O – Overlapping Elements
You know, overlapping elements was once a popular technique in identity designs. But, people leaned around 100 years ago that it reduced legibility. Placing type over an image makes both the type and the image hard to read. Similar to overlapping is placing a signature inside a visual element. which makes the type subordinate to the visual and reduces legibility. Although, when the signature type is very brief I admit it can sometimes work, but only marginally. Larger signatures suffer considerably from this approach – it really ought to be avoided.
Putting text over another element is never a good idea and should be avoided.
U – Unrefined Shapes
Vector art is the medium in which all identities should be created, but this can be deceptive.
Vector art can give the impression to the designer that the shapes are better than they actually are because the edges are all crisp and clean. This can be especially true when altering letterforms if the designer fails to be sensitive to the inherent shapes of the font. Lack of sensitivity to angles is another shortcoming and curves also demand sensitive execution.
Because it is vector art, initially they can look passable but on further inspection we could notice that it is not a very sensitive design, not very subtle. Over time these clumsy curves become irksome and grating and you will want your logo replaced.
T – Tiny, Thin Elements
We have already dealt with the problem of thin mass, in this post. A similar but distinct issue is that of tiny elements, or thin lines. Even when found in a logo that has sufficient mass.
In every kind of printing (be that laser, off set, RISO, ink jet) there is a setback. I call it ‘ink creep’. The ink from the bigger object flows in to the negative space of the smaller elements to some degree.
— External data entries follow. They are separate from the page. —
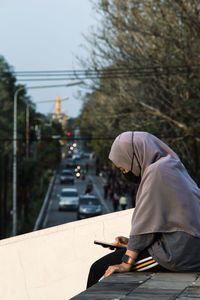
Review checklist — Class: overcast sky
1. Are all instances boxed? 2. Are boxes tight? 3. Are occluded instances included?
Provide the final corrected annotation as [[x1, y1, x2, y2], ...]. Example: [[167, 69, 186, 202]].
[[0, 0, 96, 117]]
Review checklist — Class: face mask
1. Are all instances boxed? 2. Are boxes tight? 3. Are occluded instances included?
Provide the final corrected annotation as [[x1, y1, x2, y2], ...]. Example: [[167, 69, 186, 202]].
[[123, 171, 141, 184]]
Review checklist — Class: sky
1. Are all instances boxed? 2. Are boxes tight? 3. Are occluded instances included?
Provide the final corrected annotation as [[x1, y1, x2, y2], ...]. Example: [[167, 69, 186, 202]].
[[0, 0, 96, 118]]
If the line is substantial enough, it will survive the encroachment. On the other hand, if the negative space on between the elements is too fine then it can fill in or be compromised. This is why designers don’t use fonts with small serifs in reverse; the serifs fill in. Fine reversed lines in a logo are susceptible to a similar fate. And, thin positive lines in a logo become thin negative lines when the logo is reversed.
Pixel Mush is another issue; the problem of Tiny, Thin Elements is not confined to print.
Some folks may not like an acronym. But, B.L.O.W.O.U.T. could be the difference between you getting a good logo and a duff one. Plus, it helps me remember what to do. If you take all of the elements mentioned in this blog post then you will avoid a design blowout when you next go to make a logo. The essential quality of good design is instant recognition and clarity. Anything that detracts from that is counter productive and contrary to what good design should be.